For Stenny, the problem isn’t always the fans, the club’s reputation follows them. “If we go for an away game, the police are always thinking, ‘Oh, Dynamo is coming. We must bring a lot of police.’ That makes away games more trouble than necessary. The image is also part of the problem,” he said.

That image, he adds, is difficult to change, though some clubs have shown it’s possible. “In some clubs, it comes from the top down. In others, like St. Pauli, it came from the fans themselves,” he said.  While Stenny is optimistic, he is also realistic about how deep tradition runs in the sport. “Football is a real heavy tradition in Germany.
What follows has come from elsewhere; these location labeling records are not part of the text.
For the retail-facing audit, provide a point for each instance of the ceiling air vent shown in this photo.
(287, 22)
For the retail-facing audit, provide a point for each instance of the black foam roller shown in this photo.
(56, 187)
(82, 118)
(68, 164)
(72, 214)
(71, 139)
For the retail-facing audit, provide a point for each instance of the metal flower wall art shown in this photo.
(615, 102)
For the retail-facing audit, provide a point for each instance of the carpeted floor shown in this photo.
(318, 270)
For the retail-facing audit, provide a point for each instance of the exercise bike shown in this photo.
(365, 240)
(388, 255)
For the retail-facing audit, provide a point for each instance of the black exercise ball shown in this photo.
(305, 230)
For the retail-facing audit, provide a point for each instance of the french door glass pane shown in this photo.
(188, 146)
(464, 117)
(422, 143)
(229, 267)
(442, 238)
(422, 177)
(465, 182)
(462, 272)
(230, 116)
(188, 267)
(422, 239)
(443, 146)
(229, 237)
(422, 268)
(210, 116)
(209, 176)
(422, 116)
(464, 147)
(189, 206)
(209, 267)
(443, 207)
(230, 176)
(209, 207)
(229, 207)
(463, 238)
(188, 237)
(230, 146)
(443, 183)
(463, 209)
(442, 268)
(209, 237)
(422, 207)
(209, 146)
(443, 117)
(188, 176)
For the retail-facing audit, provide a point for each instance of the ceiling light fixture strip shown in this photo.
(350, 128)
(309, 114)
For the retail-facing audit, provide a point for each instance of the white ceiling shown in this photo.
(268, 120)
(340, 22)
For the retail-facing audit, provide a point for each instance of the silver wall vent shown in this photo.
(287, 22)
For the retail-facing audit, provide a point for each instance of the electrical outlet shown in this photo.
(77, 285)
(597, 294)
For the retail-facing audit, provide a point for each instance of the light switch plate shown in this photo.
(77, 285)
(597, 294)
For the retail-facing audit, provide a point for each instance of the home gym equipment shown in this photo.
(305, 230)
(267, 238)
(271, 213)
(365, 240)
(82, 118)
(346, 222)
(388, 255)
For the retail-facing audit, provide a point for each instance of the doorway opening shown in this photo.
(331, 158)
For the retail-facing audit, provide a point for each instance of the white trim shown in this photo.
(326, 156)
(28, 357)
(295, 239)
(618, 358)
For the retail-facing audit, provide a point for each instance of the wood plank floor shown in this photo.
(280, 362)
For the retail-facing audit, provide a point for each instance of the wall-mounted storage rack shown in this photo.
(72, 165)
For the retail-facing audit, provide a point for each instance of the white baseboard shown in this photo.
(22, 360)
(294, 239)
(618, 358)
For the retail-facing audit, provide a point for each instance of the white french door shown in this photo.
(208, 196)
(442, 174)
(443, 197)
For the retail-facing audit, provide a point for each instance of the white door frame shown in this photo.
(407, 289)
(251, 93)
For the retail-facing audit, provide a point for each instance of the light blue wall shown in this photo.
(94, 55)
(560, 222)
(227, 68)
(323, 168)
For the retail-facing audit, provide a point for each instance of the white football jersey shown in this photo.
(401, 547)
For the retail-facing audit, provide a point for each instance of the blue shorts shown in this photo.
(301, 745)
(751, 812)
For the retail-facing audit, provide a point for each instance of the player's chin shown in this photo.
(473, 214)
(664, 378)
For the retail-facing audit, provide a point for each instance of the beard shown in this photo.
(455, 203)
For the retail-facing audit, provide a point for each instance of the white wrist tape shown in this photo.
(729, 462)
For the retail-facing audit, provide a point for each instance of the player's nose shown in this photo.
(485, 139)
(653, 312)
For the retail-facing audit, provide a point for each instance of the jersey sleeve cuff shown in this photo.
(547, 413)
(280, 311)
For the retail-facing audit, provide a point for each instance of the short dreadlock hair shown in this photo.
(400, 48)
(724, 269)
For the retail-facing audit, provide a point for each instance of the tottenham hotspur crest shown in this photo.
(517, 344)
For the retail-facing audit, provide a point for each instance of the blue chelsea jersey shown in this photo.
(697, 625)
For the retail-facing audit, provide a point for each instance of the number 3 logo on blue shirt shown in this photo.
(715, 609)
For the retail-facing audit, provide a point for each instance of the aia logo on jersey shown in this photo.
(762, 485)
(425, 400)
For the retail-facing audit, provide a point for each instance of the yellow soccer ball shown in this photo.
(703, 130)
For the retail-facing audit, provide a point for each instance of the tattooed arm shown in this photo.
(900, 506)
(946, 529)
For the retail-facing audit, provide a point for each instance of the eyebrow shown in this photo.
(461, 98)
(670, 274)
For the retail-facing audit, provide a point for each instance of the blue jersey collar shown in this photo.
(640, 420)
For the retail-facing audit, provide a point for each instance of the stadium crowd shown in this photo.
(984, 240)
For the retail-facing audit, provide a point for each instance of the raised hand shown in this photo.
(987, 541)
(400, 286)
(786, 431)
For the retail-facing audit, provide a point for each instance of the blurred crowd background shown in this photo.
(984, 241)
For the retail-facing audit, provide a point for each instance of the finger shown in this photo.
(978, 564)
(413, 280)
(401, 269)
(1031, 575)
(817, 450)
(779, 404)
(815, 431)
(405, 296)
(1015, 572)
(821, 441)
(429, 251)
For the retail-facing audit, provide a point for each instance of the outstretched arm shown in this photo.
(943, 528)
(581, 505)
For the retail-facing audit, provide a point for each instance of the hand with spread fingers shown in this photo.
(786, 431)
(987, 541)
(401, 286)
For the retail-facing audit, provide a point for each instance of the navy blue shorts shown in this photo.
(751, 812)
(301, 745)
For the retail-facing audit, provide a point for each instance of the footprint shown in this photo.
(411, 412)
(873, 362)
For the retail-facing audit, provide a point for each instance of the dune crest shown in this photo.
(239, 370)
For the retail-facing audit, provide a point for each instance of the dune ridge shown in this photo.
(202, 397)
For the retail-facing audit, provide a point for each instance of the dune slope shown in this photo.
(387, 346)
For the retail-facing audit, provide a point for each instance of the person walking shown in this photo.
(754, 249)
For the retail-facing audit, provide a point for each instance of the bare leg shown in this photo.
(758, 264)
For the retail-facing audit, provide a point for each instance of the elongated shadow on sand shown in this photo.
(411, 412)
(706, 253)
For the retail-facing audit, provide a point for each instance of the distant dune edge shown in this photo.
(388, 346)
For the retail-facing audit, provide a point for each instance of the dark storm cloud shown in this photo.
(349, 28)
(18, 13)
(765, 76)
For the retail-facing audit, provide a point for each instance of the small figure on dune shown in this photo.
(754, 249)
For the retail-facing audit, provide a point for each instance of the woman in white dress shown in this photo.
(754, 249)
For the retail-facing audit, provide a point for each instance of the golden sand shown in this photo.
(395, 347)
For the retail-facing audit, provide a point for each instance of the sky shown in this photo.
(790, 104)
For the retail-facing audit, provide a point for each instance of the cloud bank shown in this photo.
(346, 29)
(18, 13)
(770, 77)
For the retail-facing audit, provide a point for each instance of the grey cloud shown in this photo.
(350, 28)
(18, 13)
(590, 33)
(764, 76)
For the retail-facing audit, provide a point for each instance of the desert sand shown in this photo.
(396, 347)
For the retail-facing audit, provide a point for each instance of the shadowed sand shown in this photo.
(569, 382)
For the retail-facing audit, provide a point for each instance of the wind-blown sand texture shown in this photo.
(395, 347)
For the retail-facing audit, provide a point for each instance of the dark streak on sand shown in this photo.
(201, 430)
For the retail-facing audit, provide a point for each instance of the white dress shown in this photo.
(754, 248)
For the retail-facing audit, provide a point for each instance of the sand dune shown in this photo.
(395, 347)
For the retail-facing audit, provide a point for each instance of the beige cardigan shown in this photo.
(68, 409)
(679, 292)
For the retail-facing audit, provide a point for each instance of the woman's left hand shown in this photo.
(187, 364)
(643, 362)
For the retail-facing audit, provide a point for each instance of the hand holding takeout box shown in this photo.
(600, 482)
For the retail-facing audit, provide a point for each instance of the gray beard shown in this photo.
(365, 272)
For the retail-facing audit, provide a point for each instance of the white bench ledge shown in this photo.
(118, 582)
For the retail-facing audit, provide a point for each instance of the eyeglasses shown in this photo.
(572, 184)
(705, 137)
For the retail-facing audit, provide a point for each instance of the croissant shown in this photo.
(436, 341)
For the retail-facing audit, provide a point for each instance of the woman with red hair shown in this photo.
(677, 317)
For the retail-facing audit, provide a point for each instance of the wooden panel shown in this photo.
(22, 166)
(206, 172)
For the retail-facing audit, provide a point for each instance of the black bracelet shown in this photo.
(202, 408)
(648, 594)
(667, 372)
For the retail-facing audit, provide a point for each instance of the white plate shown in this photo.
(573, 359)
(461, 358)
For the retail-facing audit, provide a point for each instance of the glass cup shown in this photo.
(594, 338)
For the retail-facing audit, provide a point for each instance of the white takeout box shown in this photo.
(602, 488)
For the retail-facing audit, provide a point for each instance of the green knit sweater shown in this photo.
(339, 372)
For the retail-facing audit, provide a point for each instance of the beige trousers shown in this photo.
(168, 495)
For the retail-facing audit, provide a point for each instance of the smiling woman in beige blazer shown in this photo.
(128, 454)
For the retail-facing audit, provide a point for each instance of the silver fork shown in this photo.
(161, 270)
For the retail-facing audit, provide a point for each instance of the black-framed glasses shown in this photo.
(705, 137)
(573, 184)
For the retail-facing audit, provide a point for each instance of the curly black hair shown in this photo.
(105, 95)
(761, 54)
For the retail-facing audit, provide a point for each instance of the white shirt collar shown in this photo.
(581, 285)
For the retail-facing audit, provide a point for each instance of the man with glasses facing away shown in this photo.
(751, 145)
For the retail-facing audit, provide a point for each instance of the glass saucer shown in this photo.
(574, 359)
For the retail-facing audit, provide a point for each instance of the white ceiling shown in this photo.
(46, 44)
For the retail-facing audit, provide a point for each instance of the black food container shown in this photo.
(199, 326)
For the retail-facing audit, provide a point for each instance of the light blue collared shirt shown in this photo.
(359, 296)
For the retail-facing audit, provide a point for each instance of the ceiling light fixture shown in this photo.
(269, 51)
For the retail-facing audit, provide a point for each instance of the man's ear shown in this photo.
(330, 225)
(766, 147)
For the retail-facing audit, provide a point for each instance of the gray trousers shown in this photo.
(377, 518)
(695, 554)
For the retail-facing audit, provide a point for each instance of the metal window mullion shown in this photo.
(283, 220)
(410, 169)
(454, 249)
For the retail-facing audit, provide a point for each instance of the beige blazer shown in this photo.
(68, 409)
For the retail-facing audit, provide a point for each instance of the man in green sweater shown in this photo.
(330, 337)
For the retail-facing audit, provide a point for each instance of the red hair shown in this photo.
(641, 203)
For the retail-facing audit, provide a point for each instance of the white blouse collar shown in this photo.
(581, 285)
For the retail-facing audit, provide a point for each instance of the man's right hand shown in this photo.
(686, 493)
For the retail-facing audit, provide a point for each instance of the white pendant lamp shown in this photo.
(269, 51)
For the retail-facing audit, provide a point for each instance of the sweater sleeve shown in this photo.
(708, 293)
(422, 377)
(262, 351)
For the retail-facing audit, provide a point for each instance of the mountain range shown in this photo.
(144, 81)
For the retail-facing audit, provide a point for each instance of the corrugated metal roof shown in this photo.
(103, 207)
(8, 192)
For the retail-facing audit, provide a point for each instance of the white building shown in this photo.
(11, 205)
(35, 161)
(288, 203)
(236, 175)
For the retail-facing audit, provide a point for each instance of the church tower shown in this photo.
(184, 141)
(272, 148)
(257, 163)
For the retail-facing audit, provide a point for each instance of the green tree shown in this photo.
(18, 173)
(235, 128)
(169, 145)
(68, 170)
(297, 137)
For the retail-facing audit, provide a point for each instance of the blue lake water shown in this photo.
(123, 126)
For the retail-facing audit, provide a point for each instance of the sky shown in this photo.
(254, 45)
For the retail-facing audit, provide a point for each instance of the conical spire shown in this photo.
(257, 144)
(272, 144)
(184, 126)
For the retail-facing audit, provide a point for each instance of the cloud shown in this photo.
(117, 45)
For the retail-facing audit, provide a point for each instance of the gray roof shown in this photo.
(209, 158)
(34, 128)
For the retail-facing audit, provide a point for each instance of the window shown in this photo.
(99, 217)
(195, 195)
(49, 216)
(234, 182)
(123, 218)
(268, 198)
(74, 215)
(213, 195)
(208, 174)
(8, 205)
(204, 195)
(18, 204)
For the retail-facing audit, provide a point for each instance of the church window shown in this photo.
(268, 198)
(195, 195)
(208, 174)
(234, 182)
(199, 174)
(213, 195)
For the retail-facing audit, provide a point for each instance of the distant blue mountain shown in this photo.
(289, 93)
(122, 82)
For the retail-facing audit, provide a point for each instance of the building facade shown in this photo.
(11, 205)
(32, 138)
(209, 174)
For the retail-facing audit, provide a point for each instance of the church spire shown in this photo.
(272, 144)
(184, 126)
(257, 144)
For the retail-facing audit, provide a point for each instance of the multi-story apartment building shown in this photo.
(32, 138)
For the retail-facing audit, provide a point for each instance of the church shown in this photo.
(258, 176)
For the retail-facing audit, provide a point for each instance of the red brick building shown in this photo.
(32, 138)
It’s hard to change something here in the football system.”

After the Syrian War in 2015, he claims that many clubs helped refugees, but momentum faded.

“If I watch the last five years,” he said, “not one of the big clubs is really taking care of this topic.”

Still, Stenny believes football still has the power to build acceptance, especially for immigrants. Once a fan of Dynamo’s chaotic culture, he now hopes that energy can fuel something more inclusive, a fandom that mirrors modern Germany rather than resists it. Whether that change begins from above or within the stands remains uncertain.

Regardless of what lies ahead, Stenny said he’s not going anywhere, determined to make diversity in the stands as visible as it already is on the field.

“Immigration will always be part of humanity. To accept this and show that it’s normal should also be one big value of the clubs.”